Irina me regarde avec un sourire très lumineux, avec beaucoup de satisfaction. Il ne doit pas y avoir énormément de personne qui doivent tenir tête à son frère à ce que je comprends. Lui-même est surpris mais n’a pas l’air impacté. Il me lâche un clin d’œil avec un sourire en coin avant de reprendre des dribbler et ses paniers. Je ne veux plus jamais entendre ce surnom sortir de la bouche de qui que ce soit.
— J’ai fait des cookies, tu viens faire une pause dans tes cartons ? me proposent-elle.
— Je dois encore voir où vous en êtes dans le programme alors.
— Moi aussi, je peux t’expliquer, me réplique-t-elle.
Elle doit vraiment se sentir seule pour m’inviter aussi rapidement. Je n’ai pas refusé, il va bien falloir que j’apprenne à me faire de nouveau ami et Irina n’a pas l’air méchante. Je préviens papa et fait les quelques pas qui me séparent de sa maison. Elle me fait visiter avant qu’on ne s’installe dehors autour de la piscine avec des jus d’orange et ses cookies. Leur Villa est plus grande que la nôtre, leur jardin fait facilement le triple du mien. Des photos de famille sont accrochées un peu partout dans la maison et dans le salon. Ils ont l’air d’être une famille unie et heureuse. Elle m’a posé quelques questions sur moi mais je déteste évoquer ma vie privée avec qui que ce soit. Je n’ai besoin de personne pour avoir pitié de moi. J’ai essayé de changer de sujet rapidement, ce qu’elle a très vite compris et n’a pas insisté. Elle m’a souri, on a dévié sur les cours ainsi que le campus qu’elle me fera visiter demain pendant la pause déjeuner.
On a passé un long moment à parler et finalement elle est cool.

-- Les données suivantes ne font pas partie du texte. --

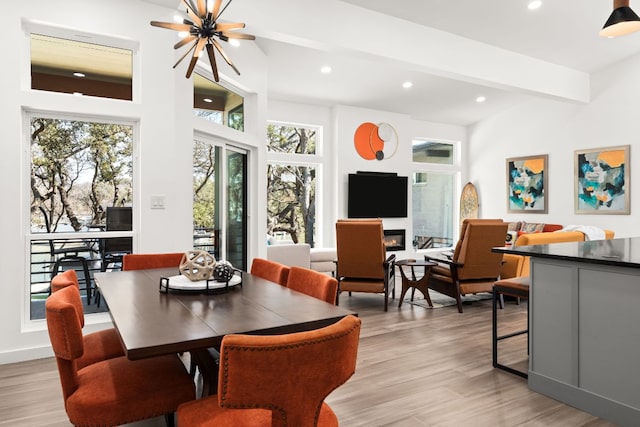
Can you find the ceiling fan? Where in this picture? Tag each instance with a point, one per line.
(201, 27)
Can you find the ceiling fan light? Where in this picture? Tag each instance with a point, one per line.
(623, 20)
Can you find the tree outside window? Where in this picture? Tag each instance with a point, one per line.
(78, 169)
(291, 184)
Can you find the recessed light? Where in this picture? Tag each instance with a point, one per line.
(535, 4)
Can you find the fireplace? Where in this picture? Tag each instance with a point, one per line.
(394, 240)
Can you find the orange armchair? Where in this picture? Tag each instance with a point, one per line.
(98, 346)
(363, 265)
(278, 380)
(473, 268)
(270, 270)
(313, 283)
(144, 261)
(114, 391)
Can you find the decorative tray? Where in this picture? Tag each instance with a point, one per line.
(182, 283)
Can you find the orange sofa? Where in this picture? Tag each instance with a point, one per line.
(518, 265)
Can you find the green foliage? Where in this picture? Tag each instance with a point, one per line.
(204, 184)
(78, 169)
(291, 189)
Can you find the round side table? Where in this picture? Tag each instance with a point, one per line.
(413, 283)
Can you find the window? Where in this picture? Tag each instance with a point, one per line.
(219, 201)
(291, 183)
(216, 103)
(70, 66)
(435, 180)
(81, 172)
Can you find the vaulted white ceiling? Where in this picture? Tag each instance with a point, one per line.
(451, 50)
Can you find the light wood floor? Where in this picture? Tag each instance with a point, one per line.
(416, 367)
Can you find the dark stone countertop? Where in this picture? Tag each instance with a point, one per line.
(616, 252)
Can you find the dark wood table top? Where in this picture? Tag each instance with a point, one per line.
(152, 323)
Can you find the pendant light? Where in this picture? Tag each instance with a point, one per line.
(622, 21)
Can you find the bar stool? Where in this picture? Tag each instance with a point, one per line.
(517, 287)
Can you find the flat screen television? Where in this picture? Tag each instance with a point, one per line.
(377, 195)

Je crois même qu’avoir passé un peu de temps avec elle m’a fait oublier quelques instants que je venais d’arriver et qu’on ne se connait pas il y a quelques heures. J’ai fini par la laisser pour retourner aider mon père à déballer le reste des cartons. Une fois devant la porte je n’ai pas le temps de dire un mot que je me retrouve avec un ballon en pleine tête. Un petit gémissement sort aussitôt de ma bouche. Il m’a fait mal putain.
— Excuse-moi princesse. M’affirme-t-il en ramassant le ballon.
A croire qu’il ne comprend pas la langue parlée.
— Ne m’appelle pas comme ça. Lui hurlai-je à moitié dessus.
— Tu étais sur mon chemin.
Non mais je rêve, je suis en train de partir, je prends son ballon en pleine tête mais c’est moi qui suis dans son chemin. Je rêve.
— Princesse, je te préviens, si tu fais du mal à ma petite sœur comme ces autres salopes de l’université, tu auras affaire à moi. Me menace-il sur un ton sérieux avant de rentrer chez lui.
Un frisson de peur s’empare de moi quelques secondes, il vient de me menacer alors que je n’ai strictement rien fait. Ça confirme juste ce que je pensais, Irina ne doit pas avoir beaucoup d’amies et je n’ose pas réellement me demander pourquoi c’est le cas. Elle est adorable, généreuse, souriante. Soit elle cache bien son jeu, soit il y a quelque chose que j’ignore encore pour le moment.